Out-Law News | 15 Mar 2022 | 1:59 pm | 2 min. read
The UK Competition & Markets Authority (CMA) has expressed concerns about the funding model for private providers of children’s homes after a year-long market study.
The CMA said a ‘fragmented’ system for commissioning children’s care services meant there was a shortage of placements of the right kind and in the right places. It said children are not consistently getting access to care and accommodation that meets their needs.
In its final report (134 page / 1.26MB PDF), the CMA raised concerns about children being placed far from ‘home’ and being separated from siblings, and about difficulties in finding placements for those with more complex needs.
The market study, which began in March 2021, found the largest private providers of placements are making materially higher profits, and charging materially higher prices, than the CMA would expect if this market were functioning effectively.
The report said the best way to address these high levels of profit and the capacity shortfall was to address the common causes of both problems – the weak position of local authority commissioners
when purchasing placements and unnecessary barriers to the creation of new provision.
The study also found some of the largest private providers of children’s homes are carrying very high levels of debt, creating a risk that disorderly failure of highly leveraged firms could disrupt the placements of children in care.
The CMA said that local authorities could save money on fostering services by bringing them in-house. It recommended that pilots are run in certain local authority areas to bring more fostering services in-house.
In setting largely similar recommendations for the UK, Scottish and Welsh governments, the CMA said commissioning of children’s home and foster services could be improved by having some functions performed via collaborative bodies, providing additional national support and supporting local authority initiatives to provide more in-house foster care.
It said barriers to providers creating and maintaining provision could be reduced by reviewing regulatory and planning requirements, and supporting the recruitment and retention of care staff and foster carers. The CMA recommended an assessment of the likely future need for foster carers and said the UK government should take the lead in implementing an effective strategy to improve recruitment and retention of foster carers.
The report also recommended an ‘effective’ regime of market oversight and contingency planning for children’s home providers to reduce the risk of children experiencing negative effects from providers exiting the market in a disorderly way.
Competition law expert Giles Warrington of Pinsent Masons said: “The government should not ignore the recommendations coming from the CMA and must find a way to work with children’s care providers to seek solutions to the issues highlighted.”

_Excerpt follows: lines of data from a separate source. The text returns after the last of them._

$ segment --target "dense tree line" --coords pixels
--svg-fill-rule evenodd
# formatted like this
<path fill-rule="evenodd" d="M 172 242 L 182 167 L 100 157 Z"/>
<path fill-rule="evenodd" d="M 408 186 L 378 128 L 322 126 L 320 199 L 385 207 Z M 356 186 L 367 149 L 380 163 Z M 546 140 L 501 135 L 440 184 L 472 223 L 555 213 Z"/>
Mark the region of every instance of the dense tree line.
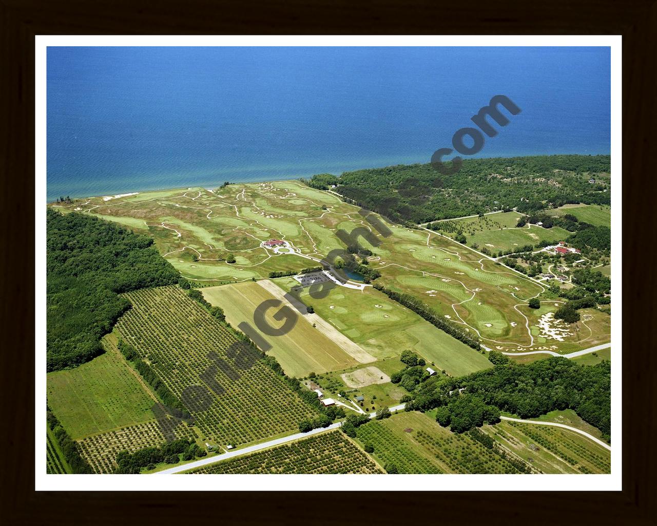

“Sustainable funding is needed to ensure that providers can meet the varying and complex needs of children under their care. We cannot underestimate the importance of the services they are providing, and, at present, some are having to do this against incredibly challenging financial backdrops. Collaborative solutions need to be found,” Warrington said.
The CMA considered but ultimately rejected recommending limits on ‘for-profit’ provision and the adoption of price regulation.
It said increased local authority foster provision should be encouraged. However, it recognised the need for a strong independent fostering sector to ensure quality of care across the full range of needs.
Warrington said that while the CMA’s recommendations are not binding, they are likely to carry some weight in the ongoing government policy processes in respect of children’s social care.